Drink, Sleep, Eat – Repeat.

It was about three years after my mother died and I moved into her house that I hit what I consider my rock bottom. Three years I wasted, drinking myself into oblivion, hardly seeing anybody except the bartender at the sports bar, and my drinking buddies Mark and Brian. I even had meals delivered to the house, which I’d initially been set up for my mother and just continued for myself when I moved in, so I didn’t even have to leave home or change my routine for my basic needs.

My daily pattern was wake up, drink, drink some more with the guys, drink some more at home, sleep, and eat (I think the meal delivery plan really saved me during this period, because I was drinking so much I probably wouldn’t have bothered or remembered to eat without the packages of food showing up regularly on my doorstep). It was a wildly unhealthy way to live, and a far cry from my previous lifestyle, when I was working every day at a place that promoted healthy living and fitness, and outside of work I was obsessing over the health of my mother.

One day, I was drinking with the guys as usual at the bar, watching Judge Judy, and next thing I knew I’d woken up in my house, on my couch, with a trash can by my head and my shoes off. Mark and Brian were sitting on the couch across from me, looking concerned. It was the first time I’d ever seen them without drinks in their hands, or outside of the bar, for that matter.

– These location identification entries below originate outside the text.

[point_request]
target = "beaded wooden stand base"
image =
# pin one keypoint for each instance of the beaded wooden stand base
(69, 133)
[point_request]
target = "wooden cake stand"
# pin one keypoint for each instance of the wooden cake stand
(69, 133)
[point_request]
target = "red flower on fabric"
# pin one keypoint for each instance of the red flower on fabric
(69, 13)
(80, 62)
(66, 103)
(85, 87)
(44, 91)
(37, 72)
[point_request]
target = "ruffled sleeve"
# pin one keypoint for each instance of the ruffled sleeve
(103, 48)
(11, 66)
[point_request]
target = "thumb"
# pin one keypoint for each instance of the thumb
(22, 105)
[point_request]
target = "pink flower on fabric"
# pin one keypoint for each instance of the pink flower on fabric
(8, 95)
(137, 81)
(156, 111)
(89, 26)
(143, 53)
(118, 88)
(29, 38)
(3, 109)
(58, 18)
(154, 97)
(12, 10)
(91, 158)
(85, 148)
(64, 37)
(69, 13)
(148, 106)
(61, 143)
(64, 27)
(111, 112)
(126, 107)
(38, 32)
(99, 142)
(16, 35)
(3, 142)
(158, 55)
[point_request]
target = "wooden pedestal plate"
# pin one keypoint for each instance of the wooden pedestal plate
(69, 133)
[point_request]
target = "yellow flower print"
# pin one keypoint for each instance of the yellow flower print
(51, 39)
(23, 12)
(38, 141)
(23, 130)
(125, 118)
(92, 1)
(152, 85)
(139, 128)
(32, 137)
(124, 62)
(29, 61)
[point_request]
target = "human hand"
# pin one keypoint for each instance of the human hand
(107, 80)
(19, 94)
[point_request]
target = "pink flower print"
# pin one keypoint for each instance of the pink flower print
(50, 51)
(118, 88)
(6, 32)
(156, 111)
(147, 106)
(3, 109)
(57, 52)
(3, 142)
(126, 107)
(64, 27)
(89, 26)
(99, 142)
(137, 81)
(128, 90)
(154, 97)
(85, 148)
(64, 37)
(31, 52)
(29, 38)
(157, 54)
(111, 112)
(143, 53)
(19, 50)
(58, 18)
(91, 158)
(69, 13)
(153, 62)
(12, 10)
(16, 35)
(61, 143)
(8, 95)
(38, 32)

Yes, they were alcoholics and enablers, but I am lucky that those two were such kind men. They explained how I’d blacked out at the bar, falling off my stool and hitting my head. I was passed out from the alcohol and bleeding from a cut on my forehead where I’d hit the corner of the bar. The bartender freaked out and wanted to call an ambulance, but the guys said they would take care of me. They had found my address on my driver’s license in my purse, and took me in a taxi to my house, where they took off my shoes and bundled me in blankets on the couch. They had used cool cloths to wash the blood off my head and brought me a trashcan in case I vomited, which eventually I did when I woke up. They brought me food and monitored me to make sure I didn’t have a concussion or alcohol poisoning. I was embarrassed but so grateful for their help.

When I felt well enough for them to leave, I stayed on the couch, nursing my hangover, exacerbated by the searing pain from the gash my forehead. I finally got up to use the restroom, where I threw up some more. I splashed cold water on my face and looked in the mirror. It was like I was seeing myself for the first time since my mom died.

I looked haggard and much older than my age. My skin was a ghastly white, with dark circles under my eyes, blood congealing in the three inches long diagonal cut on my face just above my left eyebrow. I was a mess and barely recognized myself.

I knew from that moment that something had to change.